The concept of human rights is a democratic one. It is based on the principle of the essential freedom of the human being and respect for his person. It is the duty of the state to protect these rights. The Human Rights Commission was established in India under the Protection of Human Rights Act, 1994. The Act has also provided for the establishment of Human Rights courts in districts by the concerned State Governments to deal with the cases of human rights violations. Undoubtedly the National Human Rights Commission has done some work in this direction. The commission has asked the States and Union Territories to compulsorily video graph the post mortem examination in all the cases of custodial deaths. The commission has also asked the State Governments to sensitise the police and the jail officials. Cases of violation of children’s rights like trafficking in children, child marriages and imprisonment to juveniles have also been taken up by the commission. Its work in rape and torture cases is also praise worthy. However, it cannot be denied that the commission has no teeth and it can take no action directly. It can only recommend and the government may or may not accept the recommendations. The commission has also in certain cases especially in respect of action taken by the armed forces against terrorists  seems to be taking one sided view and seems to be oblivious of ground realities.
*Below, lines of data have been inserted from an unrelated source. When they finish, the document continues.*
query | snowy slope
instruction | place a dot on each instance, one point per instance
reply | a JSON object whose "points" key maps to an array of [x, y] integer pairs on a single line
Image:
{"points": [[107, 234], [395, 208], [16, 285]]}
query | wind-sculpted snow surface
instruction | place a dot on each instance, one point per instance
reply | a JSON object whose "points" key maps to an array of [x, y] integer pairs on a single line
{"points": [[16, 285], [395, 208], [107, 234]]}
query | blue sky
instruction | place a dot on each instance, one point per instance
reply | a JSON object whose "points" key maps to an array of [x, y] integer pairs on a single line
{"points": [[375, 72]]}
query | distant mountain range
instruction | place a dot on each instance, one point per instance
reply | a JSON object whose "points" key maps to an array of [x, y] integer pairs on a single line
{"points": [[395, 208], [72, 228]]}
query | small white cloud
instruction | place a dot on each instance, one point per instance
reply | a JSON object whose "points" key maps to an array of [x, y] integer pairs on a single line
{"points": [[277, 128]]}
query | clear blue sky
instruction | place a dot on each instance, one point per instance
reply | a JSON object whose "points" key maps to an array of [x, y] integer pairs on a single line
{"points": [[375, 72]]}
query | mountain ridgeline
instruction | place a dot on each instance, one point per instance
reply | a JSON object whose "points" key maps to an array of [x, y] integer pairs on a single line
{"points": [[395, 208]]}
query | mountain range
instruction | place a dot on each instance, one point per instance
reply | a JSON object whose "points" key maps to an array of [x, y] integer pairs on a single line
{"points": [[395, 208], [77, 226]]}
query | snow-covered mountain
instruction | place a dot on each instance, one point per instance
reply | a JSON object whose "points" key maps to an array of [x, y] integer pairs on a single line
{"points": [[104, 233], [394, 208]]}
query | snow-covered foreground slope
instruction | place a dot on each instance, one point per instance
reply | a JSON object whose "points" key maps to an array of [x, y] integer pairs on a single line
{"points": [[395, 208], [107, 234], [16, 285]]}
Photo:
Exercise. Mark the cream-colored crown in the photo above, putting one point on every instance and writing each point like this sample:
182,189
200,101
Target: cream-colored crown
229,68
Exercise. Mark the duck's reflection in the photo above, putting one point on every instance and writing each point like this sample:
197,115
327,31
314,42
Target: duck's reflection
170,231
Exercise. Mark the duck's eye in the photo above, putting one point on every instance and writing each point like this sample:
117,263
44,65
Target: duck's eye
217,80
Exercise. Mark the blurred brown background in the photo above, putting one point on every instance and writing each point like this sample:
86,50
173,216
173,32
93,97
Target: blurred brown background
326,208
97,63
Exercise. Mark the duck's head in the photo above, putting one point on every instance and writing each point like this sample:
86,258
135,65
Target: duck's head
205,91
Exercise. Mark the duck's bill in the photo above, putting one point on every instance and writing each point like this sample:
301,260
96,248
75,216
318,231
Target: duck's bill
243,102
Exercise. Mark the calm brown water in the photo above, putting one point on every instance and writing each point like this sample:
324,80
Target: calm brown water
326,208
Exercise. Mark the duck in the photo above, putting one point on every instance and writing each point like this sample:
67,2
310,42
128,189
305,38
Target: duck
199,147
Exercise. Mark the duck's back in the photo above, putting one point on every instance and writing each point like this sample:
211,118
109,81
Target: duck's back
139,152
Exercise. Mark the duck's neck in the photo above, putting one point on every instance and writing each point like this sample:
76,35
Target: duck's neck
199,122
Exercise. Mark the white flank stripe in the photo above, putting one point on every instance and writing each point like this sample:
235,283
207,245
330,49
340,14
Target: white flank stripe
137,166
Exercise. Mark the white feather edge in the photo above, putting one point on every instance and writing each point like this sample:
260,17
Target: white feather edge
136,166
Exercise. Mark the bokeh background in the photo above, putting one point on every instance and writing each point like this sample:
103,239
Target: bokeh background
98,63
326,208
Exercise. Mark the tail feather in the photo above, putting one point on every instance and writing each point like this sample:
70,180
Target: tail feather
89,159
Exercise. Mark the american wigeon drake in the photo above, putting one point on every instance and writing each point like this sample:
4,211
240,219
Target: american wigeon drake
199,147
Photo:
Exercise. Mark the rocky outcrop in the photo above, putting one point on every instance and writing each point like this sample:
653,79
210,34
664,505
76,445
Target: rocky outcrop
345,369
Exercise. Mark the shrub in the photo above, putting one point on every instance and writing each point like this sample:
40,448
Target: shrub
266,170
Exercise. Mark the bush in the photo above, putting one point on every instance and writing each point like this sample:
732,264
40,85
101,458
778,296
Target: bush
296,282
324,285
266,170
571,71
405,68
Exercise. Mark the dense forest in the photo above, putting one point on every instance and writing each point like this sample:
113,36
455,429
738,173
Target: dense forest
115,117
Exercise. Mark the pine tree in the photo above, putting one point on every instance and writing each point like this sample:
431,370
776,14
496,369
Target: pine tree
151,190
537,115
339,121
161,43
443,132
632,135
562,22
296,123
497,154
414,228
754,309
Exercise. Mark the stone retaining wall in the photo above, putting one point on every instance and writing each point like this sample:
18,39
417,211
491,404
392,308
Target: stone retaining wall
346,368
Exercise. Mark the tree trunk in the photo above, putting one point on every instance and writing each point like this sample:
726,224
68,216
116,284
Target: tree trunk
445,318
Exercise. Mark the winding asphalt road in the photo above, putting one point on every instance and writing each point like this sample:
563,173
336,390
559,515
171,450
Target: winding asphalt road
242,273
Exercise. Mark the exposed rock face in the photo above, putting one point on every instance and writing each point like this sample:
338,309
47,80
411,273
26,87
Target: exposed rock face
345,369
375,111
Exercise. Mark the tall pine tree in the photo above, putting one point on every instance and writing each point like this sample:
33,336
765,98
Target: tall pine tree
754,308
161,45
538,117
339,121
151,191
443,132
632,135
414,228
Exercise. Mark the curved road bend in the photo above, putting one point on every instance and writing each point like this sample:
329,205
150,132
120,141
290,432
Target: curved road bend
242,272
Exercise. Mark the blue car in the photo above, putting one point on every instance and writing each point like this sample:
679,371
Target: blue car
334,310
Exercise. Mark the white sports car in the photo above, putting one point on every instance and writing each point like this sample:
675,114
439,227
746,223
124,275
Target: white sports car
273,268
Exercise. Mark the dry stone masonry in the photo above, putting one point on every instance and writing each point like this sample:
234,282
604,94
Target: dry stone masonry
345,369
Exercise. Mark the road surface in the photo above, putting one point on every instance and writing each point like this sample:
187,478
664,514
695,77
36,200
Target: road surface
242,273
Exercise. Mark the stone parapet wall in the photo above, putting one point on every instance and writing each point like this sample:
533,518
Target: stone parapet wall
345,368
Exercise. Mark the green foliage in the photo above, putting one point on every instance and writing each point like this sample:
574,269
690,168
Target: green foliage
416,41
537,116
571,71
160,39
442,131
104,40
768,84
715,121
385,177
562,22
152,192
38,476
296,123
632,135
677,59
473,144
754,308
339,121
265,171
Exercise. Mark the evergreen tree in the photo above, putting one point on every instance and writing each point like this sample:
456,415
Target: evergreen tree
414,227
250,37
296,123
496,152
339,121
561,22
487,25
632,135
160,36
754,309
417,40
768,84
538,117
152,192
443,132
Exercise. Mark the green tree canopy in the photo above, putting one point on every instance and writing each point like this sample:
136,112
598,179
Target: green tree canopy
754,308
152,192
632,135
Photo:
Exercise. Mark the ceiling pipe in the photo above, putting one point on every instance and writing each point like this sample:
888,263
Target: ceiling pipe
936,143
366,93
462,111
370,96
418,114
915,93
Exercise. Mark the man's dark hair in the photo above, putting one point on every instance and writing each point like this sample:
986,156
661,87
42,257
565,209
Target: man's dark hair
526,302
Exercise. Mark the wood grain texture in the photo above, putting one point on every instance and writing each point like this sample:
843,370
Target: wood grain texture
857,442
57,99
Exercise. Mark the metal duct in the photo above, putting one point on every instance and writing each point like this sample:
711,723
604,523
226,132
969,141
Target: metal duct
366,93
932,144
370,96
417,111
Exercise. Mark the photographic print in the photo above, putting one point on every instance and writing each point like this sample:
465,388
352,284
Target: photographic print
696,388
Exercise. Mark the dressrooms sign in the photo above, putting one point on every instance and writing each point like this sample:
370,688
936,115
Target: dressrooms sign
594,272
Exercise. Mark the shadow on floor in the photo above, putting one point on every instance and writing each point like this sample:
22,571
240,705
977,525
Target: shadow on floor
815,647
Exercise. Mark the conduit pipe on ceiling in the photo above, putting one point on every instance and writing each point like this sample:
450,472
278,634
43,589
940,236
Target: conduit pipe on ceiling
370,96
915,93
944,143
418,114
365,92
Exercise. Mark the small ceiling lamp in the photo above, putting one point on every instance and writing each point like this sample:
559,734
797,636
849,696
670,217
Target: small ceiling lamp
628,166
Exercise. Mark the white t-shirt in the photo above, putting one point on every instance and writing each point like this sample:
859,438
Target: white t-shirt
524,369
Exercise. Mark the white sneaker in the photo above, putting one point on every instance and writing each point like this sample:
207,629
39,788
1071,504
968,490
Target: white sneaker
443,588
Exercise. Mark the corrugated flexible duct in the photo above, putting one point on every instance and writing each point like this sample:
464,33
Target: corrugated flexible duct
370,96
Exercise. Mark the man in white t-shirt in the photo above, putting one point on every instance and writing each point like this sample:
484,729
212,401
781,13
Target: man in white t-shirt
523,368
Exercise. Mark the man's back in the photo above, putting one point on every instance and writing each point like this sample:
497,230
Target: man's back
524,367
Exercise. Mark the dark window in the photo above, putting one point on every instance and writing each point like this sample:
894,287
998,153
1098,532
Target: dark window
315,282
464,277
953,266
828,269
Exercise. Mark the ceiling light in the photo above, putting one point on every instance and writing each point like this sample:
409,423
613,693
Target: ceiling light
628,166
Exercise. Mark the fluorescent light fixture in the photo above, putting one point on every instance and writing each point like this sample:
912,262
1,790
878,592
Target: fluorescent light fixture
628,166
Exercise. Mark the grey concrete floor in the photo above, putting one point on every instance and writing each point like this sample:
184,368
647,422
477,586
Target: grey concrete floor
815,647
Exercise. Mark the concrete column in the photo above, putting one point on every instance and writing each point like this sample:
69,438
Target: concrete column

Even though it is now internationally recognised that terrorism constitutes denial of human rights, the reports of the commission always highlight the excesses committed by the armed forces and never highlights the excesses committed by the terrorists. Further many NGO’s are working in the field of human rights. India has a largest number of NGO’s working in this field which are assisting the Government and the National Commission for Human Rights in the protection of human rights. However, the real progress can be achieved through general awakening which makes everyone understand the eternal values of life and dignity of an individual irrespective of caste, creed or sex.